Jeremy Siegel, a finance professor at the Wharton School of the University of Pennsylvania and senior investment advisor with Wisdom Tree Funds, offers his 2016 forecast in an interview appearing in Advisor Perspectives. Commenting on the current situation, he noted: “I have never seen a shortfall of earnings relative to estimates as sharp as we had this year. We had a total collapse in earnings.” Pointing to the energy sector he said: “no one thought oil would go down so far,” observing that “the S&P is not just a U.S. Index” because of “40% to 45% of its profits earned abroad.”
Looking forward, Siegel suggested that the S&P might reach 2,300 by the end of 2016 “if we get an earnings recovery.” He elaborated: “in the low-interest-rate environment we are in, a [PE] multiple of 18 to 20 could be considered a fair market value. If you apply that multiple to an earnings bounce back you get 2,300 for 2016 on the S&P.” He uses operating earnings, which are “extremely conservative” and thus “much lower” than reported earnings, in discussing the 18-20 times earnings multiple. He also believes we will “have permanently lower [interest] rates.” To summarize, he stated that “the major driver of equity prices will be a bounce back in earnings. If we don’t see a bounce back in earnings, we are not going to have a good year in stocks.”
Siegel said: “I am not worried about inflation next year,” but noted there may be “some price pressures . . . on the wage front.” He expressed concern about the labor participation rate as well and cited “tightening in the labor market” as a potential concern, along with “the very distressing productivity collapse that we’ve seen.”

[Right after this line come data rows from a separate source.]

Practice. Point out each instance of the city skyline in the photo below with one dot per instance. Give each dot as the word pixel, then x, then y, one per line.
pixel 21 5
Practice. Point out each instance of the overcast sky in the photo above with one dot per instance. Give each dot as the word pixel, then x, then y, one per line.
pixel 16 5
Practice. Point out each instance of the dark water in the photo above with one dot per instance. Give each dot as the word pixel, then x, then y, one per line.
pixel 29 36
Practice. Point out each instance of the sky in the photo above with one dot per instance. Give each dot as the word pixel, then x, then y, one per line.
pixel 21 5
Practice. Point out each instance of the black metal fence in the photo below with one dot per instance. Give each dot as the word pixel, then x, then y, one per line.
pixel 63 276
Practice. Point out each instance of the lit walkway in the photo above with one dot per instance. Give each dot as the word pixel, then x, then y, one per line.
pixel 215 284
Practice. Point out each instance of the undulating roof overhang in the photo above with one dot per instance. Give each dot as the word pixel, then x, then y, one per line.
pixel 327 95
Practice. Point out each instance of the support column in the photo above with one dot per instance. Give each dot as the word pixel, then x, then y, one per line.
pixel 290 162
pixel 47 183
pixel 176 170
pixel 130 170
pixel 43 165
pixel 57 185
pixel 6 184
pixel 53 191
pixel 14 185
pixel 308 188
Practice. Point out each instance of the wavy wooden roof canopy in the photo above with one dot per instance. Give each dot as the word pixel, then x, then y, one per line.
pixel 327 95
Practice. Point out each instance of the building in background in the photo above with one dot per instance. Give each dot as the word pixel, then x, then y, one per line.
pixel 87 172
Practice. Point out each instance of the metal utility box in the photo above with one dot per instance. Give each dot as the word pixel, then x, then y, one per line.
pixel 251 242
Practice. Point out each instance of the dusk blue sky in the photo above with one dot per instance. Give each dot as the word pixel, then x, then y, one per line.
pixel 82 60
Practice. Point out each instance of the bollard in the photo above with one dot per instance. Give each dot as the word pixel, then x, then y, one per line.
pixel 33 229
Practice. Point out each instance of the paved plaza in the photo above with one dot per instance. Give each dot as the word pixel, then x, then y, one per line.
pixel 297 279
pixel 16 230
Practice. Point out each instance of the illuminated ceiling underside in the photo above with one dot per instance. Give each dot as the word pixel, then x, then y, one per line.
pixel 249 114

With regard to emerging markets, Siegel observed that he “was clearly too early” when he previously predicted that EMs would reward investors over the long-term, noting that “many of the emerging markets are tied to those raw materials” that have seen their prices plummet recently. “Commodities have likely gone down as much as they are going to because there is so much bearishness in this area,” he opined, continuing “three to five years out that sector is going to be rewarding” because “we don’t need oil prices to go all the way back up; we just need them to stabilize to give value to many of these stocks.” While he observed that “a lot of the weakness is driven by China,” Siegel also pointed out that it’s current 3% growth rate “is still twice the U.S. level and three times the European level.”